NEW YORK, July 19 (Reuters) - Americans' financial health held up well in the second quarter even as inflation sent gas and grocery bills higher and ate into savings for the first time since the pandemic, U.S. bank executives said.

Second quarter spending and deposit data from the country's largest lenders including JPMorgan Chase & Co, Bank of America Corp. and Wells Fargo & Co has shed new light on the health of U.S. consumers - a key indicator that offers clues on the likelihood of an economic recession.

U.S. consumer prices jumped 9.1% in June, the largest increase in more than four decades, with gas surging 11.2%. Runaway inflation has led the Federal Reserve to hike rates, increasing borrowing costs and sparking recession fears.

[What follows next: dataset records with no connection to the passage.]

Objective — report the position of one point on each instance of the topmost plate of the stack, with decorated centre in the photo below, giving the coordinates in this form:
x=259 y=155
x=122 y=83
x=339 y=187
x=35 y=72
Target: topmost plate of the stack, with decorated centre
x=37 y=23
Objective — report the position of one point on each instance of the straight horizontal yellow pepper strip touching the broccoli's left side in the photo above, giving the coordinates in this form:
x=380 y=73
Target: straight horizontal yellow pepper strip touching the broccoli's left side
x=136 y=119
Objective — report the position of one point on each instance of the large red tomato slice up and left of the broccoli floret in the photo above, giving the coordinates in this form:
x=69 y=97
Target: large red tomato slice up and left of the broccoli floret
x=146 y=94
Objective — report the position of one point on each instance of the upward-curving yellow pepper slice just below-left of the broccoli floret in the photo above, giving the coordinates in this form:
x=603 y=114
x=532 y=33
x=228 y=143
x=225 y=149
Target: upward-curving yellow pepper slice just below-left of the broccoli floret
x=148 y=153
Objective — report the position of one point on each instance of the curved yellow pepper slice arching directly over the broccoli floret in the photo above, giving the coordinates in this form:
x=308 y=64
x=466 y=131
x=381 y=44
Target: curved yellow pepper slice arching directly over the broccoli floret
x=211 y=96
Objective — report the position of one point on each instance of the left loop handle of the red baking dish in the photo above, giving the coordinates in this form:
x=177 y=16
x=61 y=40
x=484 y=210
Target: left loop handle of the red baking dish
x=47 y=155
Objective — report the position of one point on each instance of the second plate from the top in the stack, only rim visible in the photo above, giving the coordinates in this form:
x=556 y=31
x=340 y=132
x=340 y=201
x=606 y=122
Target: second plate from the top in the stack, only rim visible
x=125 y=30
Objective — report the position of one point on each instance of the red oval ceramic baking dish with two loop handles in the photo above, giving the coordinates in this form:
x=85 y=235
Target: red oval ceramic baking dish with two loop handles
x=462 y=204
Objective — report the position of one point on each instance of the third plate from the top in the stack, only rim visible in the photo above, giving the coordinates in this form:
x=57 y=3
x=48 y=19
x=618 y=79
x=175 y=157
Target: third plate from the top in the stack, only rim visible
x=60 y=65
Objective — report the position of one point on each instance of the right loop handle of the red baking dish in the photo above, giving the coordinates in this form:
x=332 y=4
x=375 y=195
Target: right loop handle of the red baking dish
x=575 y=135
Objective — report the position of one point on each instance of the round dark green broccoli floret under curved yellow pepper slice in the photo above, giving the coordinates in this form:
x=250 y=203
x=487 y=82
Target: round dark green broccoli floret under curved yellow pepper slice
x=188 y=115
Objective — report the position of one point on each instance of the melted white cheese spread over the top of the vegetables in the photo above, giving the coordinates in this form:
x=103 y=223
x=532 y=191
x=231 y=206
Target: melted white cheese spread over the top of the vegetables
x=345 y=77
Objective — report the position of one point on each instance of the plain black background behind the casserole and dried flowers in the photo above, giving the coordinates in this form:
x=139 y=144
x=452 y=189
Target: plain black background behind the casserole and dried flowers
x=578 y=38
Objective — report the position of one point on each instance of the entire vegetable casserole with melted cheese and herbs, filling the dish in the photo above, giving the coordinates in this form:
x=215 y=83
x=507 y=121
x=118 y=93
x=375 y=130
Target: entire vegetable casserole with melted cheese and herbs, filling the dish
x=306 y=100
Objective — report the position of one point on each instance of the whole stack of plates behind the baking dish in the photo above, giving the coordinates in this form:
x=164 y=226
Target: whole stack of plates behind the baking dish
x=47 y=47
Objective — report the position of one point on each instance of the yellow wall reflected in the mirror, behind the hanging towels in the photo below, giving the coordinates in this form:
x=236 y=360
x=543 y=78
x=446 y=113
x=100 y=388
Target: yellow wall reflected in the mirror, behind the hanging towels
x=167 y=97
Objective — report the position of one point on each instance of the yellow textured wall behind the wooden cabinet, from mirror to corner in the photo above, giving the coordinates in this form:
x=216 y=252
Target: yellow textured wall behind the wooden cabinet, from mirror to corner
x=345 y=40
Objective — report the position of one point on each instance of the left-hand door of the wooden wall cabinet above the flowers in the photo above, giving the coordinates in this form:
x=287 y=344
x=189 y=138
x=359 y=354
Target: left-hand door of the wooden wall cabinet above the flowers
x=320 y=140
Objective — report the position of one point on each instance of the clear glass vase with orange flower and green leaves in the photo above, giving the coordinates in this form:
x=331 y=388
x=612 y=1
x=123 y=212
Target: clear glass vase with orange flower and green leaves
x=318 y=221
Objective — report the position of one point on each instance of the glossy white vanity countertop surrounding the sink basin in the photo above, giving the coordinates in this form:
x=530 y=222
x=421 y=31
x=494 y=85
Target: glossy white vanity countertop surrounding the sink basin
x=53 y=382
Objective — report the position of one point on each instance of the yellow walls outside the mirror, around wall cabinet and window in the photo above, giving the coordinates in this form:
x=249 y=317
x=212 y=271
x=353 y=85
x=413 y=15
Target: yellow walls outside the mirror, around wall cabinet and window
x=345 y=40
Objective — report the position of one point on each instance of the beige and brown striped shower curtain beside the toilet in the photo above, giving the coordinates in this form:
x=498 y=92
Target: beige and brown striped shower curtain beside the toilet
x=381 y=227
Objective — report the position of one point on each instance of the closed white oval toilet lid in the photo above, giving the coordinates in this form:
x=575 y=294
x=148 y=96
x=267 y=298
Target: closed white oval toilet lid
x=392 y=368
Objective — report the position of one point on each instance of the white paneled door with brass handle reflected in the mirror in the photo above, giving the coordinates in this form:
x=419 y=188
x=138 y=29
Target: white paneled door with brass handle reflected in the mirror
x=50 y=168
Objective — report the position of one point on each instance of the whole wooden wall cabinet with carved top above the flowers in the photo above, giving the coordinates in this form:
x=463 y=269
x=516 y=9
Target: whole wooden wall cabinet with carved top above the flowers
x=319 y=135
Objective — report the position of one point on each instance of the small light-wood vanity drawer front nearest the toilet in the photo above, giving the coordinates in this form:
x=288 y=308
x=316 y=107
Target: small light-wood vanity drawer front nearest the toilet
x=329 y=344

Still, bank executives across the board said consumers - who were mostly able to boost savings during the coronavirus pandemic - were financially healthy, as evidenced by strong spending and few signs of credit deterioration.

"Consumers are in good shape. They're spending money. They have more income," Jamie Dimon, chief executive of the country's largest lender JPMorgan, told analysts last week.

Combined debit and credit card spending rose 15% from the second quarter of 2021, JPMorgan reported on Thursday, while Bank of America, the second-largest U.S. bank, said credit and debit card spending rose 10% on last year.

Overall, Bank of America customers spent $1.1 trillion from April through June, making it a record spending period for the bank, said Chief Executive Officer Brian Moynihan on Monday, adding consumers are "quite resilient."

Citigroup CEO Jane Fraser said little in the data suggested the country was on the verge of a recession.

"It's just an unusual situation to be entering into this choppy environment when you have a consumer with strong health," said Fraser.

While data this month showed the U.S. economy added more jobs than expected in June, it could still be on the verge of a recession after gross domestic product contracted in the first quarter.

STRONG CREDIT QUALITY

Executives said growth in consumer spending will likely slow in the second half of the year as inflation, as high interest rates and economic fears weigh on consumer confidence. They also noted the impact of inflation could be seen in the data. "We see the impact of inflation and higher non-discretionary spend across income segments," said JPMorgan's Chief Financial Officer Jeremy Barnum. "The average consumer is spending 35% more year-on-year on gas and approximately 6% more on recurring bills and other non-discretionary categories."